Esta semana, foram conhecidos dois insucessos editoriais ligados a vedetas da TV: a Impresa salvou Júlia Pinheiro de fechar o projeto digital “Júlia – de bem com a vida” e Cristina Ferreira vê chegar ao fim a revista “Cristina”.

A aposta de Júlia poderia ter resultado sem o apoio do seu grupo de média porque na internet nunca se sabe o que vai viver e o que vai morrer. Já o êxito no arranque da “Cristina” toldou uma evidência: o público da apresentadora da TVI não gasta 3 euros numa publicação, nem sente apelo por aquele tipo de conteúdos. Minimizou-se a importância do “target” e ter aguentado a revista durante dois anos foi um milagre.

Procurou-se, com a autopromoção, disfarçar o erro. De elogios exagerados a notícias de segundas edições retumbantes houve de tudo.
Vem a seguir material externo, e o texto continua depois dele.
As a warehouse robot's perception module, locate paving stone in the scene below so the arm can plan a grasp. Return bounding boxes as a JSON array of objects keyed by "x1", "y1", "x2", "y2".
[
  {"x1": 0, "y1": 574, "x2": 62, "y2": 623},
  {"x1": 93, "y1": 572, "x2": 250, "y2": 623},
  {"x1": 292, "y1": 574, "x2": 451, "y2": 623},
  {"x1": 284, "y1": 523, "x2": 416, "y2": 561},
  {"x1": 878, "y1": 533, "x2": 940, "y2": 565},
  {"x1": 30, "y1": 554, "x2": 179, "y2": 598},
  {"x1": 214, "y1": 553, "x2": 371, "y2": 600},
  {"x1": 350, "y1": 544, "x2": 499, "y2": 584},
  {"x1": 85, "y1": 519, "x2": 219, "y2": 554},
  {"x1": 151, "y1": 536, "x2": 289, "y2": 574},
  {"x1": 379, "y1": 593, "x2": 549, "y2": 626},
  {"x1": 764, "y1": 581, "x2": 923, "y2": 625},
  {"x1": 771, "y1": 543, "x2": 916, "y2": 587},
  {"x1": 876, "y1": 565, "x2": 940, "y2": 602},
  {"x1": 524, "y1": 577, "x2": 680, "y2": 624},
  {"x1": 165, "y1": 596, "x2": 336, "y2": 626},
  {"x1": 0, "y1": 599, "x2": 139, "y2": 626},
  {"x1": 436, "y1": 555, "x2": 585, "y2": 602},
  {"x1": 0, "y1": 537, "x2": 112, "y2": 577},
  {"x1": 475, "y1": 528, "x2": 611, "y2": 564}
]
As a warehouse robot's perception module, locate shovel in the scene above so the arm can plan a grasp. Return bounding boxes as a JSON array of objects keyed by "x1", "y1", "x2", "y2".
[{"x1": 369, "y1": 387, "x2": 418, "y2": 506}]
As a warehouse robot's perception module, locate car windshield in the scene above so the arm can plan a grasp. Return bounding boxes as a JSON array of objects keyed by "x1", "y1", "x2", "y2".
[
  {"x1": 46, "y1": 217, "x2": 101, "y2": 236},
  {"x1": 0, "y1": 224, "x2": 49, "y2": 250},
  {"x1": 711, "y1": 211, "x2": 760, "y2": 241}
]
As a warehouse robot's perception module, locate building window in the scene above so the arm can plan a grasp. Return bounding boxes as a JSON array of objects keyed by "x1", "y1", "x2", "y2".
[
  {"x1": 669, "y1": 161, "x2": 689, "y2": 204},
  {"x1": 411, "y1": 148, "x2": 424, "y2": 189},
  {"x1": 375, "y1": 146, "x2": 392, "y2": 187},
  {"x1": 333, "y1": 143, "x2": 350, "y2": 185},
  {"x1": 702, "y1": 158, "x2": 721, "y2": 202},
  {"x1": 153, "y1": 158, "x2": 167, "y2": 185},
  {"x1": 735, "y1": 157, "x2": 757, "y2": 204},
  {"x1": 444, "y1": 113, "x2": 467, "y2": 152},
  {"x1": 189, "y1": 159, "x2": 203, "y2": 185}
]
Mas quando a APCT revelava que para vender 30 mil exemplares se imprimiam 80 mil – como sucedeu em maio e junho de 2016 – sabia-se que um dia o dinheiro iria faltar.

Cristina é popular, mas não é Oprah, não tem milhões nem os movimenta. Excelente na comunicação, percebe pouco do negócio do papel. Ela e, afinal, todos os que julgávamos perceber alguma coisa. O mercado português é diminuto e o Mundo baralha-nos ao girar depressa demais.